Nel suo saggio, l'autore affronta uno dei nodi più scottanti del Novecento, ovvero il rapporto tra uomo e tecnica. Prima passa in rassegna le riflessioni di diversi pensatori del secolo (da Musil a Mannheim, da Spengler a Heidegger, da Jünger a Jonas fino a Gehlen), per poi concentrare l’attenzione su Günther Anders, probabilmente il più radicale e visionario tra loro. Al centro della filosofia andersiana c’è quello che lui chiama dislivello prometeico, lo squilibrio tra la potenza delle macchine (che sembrano sempre più perfette e affidabili) e la fragilità dell’uomo, incapace di stare al passo. Da questo squilibrio nasce la vergogna prometeica, ossia il disagio di sentirsi moralmente e praticamente inferiori alle proprie stesse creazioni. È il destino dell’uomo antiquato, che assiste impotente a una lenta disfatta della propria centralità. Anders, però, non si limita alla diagnosi. Per lui l’intellettuale ha il dovere di assumere un ruolo attivo, intervenendo con forza nel dibattito pubblico. Ecco perché scrive al figlio di Eichmann, denunciando l’eredità morale del nazismo, ed esprime solidarietà a Claude Eatherly, il pilota che partecipò ai bombardamenti atomici e che visse tormentato dal senso di colpa. Qui emerge il profilo di un filosofo militante, capace di opporsi al nichilismo e di cercare una forma di resistenza etica. Il saggio mette in evidenza anche la scansione delle tre grandi rivoluzioni della tecnica: dapprima le macchine furono impiegate per la produzione, poi la logica produttiva si estese a ogni sfera sociale, fino ad arrivare alla terza fase, in cui l’uomo stesso viene sostituito dalle macchine e scopre di poter diventare l’artefice della propria distruzione. È qui che la tecnica si impone come vero soggetto della storia, relegando l’uomo in secondo piano.
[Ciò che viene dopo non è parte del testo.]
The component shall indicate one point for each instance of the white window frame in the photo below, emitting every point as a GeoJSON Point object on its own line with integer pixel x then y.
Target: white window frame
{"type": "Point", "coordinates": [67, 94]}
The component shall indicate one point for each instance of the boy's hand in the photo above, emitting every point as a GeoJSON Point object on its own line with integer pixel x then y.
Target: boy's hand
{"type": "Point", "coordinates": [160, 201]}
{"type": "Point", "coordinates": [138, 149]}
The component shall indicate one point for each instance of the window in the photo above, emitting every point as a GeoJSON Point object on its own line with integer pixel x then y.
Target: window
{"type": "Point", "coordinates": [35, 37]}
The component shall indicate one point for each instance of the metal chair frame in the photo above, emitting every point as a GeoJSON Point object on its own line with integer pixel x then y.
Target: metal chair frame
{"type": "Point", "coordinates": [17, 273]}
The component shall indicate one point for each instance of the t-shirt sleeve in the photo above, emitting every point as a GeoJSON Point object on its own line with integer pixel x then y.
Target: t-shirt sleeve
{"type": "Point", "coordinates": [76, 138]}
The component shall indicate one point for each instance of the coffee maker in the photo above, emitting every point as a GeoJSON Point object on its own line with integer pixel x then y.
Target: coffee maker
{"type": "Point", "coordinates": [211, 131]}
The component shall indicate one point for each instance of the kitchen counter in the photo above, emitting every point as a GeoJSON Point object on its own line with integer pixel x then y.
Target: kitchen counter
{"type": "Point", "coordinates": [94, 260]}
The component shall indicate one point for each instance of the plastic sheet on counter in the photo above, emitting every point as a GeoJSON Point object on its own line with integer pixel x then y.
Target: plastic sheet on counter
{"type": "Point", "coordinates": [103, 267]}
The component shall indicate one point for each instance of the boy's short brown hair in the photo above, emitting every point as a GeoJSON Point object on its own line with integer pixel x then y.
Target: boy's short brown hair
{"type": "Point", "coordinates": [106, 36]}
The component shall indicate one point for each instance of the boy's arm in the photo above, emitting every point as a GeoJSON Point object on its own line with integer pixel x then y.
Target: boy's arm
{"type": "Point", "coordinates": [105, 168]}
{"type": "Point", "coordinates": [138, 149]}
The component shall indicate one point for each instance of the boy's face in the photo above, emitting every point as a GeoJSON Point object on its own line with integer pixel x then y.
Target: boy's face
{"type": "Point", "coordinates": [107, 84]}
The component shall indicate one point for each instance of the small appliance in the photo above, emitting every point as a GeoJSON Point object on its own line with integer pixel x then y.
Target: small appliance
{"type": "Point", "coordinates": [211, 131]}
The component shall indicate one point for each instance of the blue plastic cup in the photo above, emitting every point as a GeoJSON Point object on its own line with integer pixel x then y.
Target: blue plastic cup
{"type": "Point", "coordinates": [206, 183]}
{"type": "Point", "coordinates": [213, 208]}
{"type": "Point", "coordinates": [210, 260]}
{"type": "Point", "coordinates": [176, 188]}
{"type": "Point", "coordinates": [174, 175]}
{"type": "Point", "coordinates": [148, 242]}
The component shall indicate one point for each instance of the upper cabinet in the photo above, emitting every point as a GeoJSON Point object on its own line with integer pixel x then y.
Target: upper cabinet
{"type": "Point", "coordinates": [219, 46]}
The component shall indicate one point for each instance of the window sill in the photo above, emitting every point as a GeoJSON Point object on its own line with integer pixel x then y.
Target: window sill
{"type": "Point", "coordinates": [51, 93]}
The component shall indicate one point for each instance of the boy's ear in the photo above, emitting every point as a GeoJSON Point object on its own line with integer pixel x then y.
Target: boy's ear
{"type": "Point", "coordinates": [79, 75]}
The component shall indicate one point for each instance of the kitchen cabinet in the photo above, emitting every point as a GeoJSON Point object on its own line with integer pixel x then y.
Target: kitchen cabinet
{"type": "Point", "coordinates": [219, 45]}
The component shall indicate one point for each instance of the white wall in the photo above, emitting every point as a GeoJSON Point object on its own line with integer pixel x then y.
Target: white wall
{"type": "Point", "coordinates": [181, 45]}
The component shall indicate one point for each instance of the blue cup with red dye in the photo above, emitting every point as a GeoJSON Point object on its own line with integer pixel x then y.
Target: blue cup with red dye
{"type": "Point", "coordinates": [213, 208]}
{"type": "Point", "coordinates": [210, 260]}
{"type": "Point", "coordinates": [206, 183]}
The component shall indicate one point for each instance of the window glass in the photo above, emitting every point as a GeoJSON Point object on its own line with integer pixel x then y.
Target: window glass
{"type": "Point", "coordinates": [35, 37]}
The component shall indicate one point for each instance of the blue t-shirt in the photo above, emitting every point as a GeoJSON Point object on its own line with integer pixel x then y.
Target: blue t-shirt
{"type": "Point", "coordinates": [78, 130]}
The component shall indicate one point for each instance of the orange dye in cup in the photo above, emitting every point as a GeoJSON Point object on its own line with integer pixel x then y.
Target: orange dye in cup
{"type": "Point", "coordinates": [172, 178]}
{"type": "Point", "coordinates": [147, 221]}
Da questa consapevolezza deriva quello che Anders definisce principio di disperazione: l’uomo contemporaneo, prigioniero delle strutture politiche ed economiche che lo vincolano, non può più immaginare rivoluzioni emancipative, ma soltanto prendere coscienza del rischio apocalittico. L’unica forma di resistenza possibile è imparare ad avere paura; una paura vigile, non paralizzante, che diventa paradossalmente la condizione necessaria per poter sopravvivere al futuro.
È questa la lezione più attuale di Anders, imparare a temere non come segno di debolezza, ma come atto di lucidità. Oggi, la sua voce torna a ricordarci che non c’è progresso tecnico senza responsabilità, e che solo una coscienza vigile può salvarci dal diventare, ancora, antiquati.
Un piccolo volume che è sintesi veloce, ma ben costruita, del pensiero di Günther Anders, capace di mettere in luce con chiarezza i nodi principali della sua filosofia senza perdersi in eccessive complicazioni.